Shining Resonance Refrain: le gameplay avant tout

Shining Resonance Refrain est un JRPG sorti à l’origine sur PS3 en décembre 2014. Le jeu vidéo développé par Mediavision et édité par SEGA/Koch Media n’est à l’époque disponible qu’en Asie. C’est après presque quatre ans d’attente que le titre parvient enfin aux fans de JRPG occidentaux.

Shining Resonance Refrain


Pour la petite histoire…

La saga des Shining a été l’une des plus (sur)exploitées. Démarrant à l’origine avec les excellents Shining In The Darkness (1991), Shining Force (1992) et Shining Force 2 (1993). La série de jeux n’a eu de cesse de s’agrandir et évoluer. Les titres suivants n’ont pas toujours été de grands jeux, partageant la communauté des fans, mais la saga a su s’adapter et perdurer à travers les décennies.

  Shining Resonance Refrain

Les trois jeux qui ont créé l’engoûment initial pour les Shining.

Shining Resonance Refrain se positionne donc aujourd’hui comme le 37ème de la famille, et remaster du 34ème. L’occasion en vaut-elle le prix, ou avons nous à faire à un jeu somme toute dispensable? Difficile à dire tant le titre jongle entre classicisme et originalité.

Hey! Mais on se connait non?!

Nous suivons une équipe de héros somme toute assez banale pour un JRPG c’est à dire centrée comme on peut s’y attendre autour d’un être élu recelant un pouvoir caché d’une grande puissance. Tous les archétypes sont donc là: le protagoniste froid en apparence mais au coeur tendre, l’être innocent et introverti au potentiel exceptionnel, l’héroïne de haute extraction rêvant d’aventure, l’exalté de service, la prêtresse amoureuse etc.
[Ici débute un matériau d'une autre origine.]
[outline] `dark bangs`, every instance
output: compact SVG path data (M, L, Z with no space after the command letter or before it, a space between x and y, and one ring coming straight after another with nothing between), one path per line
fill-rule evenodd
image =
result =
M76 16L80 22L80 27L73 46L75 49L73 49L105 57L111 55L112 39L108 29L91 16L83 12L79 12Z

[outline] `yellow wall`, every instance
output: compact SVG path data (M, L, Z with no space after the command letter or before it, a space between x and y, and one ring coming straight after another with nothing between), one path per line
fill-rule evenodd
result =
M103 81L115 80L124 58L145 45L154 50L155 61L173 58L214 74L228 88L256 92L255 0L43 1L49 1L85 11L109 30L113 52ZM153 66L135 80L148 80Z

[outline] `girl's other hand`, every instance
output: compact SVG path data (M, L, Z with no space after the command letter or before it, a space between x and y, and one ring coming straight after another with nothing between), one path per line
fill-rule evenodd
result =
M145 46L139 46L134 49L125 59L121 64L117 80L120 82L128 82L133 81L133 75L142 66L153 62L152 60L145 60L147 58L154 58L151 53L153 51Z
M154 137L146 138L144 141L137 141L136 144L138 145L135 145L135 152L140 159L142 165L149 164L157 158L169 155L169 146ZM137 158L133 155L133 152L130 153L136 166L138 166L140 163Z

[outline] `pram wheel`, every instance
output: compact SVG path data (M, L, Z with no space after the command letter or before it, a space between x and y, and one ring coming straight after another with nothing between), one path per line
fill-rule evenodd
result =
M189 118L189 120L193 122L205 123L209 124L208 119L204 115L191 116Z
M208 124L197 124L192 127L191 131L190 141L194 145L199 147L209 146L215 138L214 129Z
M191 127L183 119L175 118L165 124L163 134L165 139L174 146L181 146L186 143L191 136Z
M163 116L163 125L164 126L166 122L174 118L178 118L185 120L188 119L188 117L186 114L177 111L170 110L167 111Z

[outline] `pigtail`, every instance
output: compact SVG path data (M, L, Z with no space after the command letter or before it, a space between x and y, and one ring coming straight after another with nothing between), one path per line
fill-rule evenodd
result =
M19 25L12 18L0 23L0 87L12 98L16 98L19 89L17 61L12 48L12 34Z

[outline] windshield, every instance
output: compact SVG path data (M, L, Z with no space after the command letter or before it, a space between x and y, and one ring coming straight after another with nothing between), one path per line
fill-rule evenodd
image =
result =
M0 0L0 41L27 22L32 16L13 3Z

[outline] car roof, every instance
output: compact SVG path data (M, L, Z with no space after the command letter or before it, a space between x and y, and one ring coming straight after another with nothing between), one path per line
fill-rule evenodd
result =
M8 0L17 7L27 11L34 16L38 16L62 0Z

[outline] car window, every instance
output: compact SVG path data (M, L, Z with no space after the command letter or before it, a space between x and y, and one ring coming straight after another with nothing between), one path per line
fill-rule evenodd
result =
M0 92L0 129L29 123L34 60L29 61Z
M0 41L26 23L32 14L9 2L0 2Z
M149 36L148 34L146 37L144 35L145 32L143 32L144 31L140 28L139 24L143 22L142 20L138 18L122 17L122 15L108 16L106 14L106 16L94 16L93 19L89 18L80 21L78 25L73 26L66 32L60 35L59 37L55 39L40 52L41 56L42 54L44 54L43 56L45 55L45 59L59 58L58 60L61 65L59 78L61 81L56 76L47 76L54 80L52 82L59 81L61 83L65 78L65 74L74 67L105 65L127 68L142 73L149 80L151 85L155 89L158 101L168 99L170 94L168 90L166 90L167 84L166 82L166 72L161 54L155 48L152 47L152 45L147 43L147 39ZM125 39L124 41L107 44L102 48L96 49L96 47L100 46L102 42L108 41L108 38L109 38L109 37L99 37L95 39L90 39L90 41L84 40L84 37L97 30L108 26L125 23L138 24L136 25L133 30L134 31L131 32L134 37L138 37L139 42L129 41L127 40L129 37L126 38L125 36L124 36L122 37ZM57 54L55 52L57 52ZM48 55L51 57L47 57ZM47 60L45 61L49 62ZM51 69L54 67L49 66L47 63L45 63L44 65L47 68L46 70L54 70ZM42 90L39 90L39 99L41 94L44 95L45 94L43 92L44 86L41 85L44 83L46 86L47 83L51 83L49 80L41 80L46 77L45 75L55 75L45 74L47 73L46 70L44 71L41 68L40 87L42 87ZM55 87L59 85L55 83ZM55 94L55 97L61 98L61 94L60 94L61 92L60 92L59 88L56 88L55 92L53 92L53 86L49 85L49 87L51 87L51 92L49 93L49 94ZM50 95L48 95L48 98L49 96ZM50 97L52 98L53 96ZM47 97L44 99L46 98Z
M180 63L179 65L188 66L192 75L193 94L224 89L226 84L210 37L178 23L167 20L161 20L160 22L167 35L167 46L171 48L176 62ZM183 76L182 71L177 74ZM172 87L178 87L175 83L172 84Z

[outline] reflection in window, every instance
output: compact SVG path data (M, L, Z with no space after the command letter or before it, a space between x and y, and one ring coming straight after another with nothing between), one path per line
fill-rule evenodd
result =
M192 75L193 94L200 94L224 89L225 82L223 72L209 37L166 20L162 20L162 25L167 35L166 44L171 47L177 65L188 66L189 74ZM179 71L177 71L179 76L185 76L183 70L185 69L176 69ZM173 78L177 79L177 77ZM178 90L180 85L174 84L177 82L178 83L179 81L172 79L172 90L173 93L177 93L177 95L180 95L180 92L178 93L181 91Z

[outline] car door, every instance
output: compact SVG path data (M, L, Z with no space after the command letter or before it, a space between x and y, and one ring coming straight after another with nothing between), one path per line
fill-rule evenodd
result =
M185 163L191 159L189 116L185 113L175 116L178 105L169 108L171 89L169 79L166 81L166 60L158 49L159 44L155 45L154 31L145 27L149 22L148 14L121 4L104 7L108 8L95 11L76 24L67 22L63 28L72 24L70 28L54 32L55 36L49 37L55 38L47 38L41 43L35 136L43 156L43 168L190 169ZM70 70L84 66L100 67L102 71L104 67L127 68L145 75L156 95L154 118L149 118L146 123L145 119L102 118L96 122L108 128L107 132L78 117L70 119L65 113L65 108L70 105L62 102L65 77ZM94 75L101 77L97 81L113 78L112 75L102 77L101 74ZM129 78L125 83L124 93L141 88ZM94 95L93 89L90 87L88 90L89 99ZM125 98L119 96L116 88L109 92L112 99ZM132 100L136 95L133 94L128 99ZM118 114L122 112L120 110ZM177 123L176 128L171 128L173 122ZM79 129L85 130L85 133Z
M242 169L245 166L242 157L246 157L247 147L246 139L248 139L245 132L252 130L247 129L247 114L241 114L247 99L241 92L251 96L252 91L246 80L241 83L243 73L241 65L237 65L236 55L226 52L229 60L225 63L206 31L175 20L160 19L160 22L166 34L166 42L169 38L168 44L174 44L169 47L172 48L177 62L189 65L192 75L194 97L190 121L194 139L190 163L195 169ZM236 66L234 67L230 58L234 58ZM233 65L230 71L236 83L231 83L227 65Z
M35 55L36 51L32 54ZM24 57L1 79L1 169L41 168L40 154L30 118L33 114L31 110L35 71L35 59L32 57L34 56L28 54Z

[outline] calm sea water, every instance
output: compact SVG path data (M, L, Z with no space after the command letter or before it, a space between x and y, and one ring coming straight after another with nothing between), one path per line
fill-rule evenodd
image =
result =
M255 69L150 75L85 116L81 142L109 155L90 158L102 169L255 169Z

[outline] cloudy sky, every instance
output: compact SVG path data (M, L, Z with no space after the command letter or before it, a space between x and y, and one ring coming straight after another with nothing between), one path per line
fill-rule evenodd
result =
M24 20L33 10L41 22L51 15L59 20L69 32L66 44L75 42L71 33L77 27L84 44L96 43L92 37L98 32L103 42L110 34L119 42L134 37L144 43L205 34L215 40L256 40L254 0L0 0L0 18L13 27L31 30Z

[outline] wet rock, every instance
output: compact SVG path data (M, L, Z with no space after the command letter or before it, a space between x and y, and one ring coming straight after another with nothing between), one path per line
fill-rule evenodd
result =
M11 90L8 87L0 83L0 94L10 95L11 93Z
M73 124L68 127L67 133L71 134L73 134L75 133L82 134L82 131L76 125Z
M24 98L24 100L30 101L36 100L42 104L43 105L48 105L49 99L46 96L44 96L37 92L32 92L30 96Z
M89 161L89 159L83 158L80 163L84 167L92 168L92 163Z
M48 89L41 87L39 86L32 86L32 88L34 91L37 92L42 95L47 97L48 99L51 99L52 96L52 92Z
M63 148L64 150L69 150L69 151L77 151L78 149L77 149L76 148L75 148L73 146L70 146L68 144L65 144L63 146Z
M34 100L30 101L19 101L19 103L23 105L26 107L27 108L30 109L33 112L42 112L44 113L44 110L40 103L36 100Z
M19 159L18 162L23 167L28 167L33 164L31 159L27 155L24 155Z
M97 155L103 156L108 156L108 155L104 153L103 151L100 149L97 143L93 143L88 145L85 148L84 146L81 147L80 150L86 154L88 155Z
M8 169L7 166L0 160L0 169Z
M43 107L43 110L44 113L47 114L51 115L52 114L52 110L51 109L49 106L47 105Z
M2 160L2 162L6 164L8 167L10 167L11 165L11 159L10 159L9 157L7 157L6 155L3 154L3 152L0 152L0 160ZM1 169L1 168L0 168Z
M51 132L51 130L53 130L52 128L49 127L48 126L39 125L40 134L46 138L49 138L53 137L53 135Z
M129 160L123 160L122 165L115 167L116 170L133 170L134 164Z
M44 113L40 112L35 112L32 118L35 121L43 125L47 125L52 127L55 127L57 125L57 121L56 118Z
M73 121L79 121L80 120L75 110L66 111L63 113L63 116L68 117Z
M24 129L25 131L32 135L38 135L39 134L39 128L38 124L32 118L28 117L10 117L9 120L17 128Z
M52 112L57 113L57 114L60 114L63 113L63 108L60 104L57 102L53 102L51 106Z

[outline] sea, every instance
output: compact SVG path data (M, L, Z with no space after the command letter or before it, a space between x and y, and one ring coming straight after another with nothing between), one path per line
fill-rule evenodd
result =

Une équipe au design très classique. de gauche à droite, Rion de Galerian (PS1), Tifa en armure (FF7), une survivante des guerres de Lodoss, et Natsu qui vient d’avoir son bac.

Au rayon des antagonistes on retrouve également des archétypes 1000 fois éculés: le grand type taciturne qui prend tout bien trop au sérieux, la peste à la fois casse, sexy, et suffisante, le psychopathe fantasque…

Ceci étant dit les personnages de Shining Resonance Refrain sont vraiment charismatiques, les design sont superbes. Le cell-shading rend vraiment bien, l’effet anime est réussi. Très sympathique lors des phases de dialogue. Cerise sur le gâteau, les dialogues du jeu sont intégralement doublés. Pour l’occasion seule la localisation anglaise est disponible, il faudra attendre la sortie officielle pour pouvoir télécharger gratuitement sur le store les voix originales. Chaque personnage est vivant et doté de sa propre personnalité, on est tout de suite dans le bain.

Un scénario juste correct

Côté scénario, ne vous y trompez pas, nous avons à faire à quelque chose de tout aussi classique dans le traitement des personnages et des événements. Effectivement, dans les grandes lignes c’est du déjà vu, mais le tout est suffisamment bien skinné pour ne pas être ennuyeux, les personnages interagissent beaucoup entre eux et l’aventure reste épique. Jugez plutôt:

L’action prend place dans le monde D’Alfheim (classique), un monde ou les dragons se sont éteints depuis très longtemps. En mourant les âmes des dragons se sont transformées en cristaux aux propriétés fantastiques. C’est ici qu’entre en scène l’Empire de Lombardia, patrie peuplée de sales types en tous genre, corrompus et avides de pouvoir.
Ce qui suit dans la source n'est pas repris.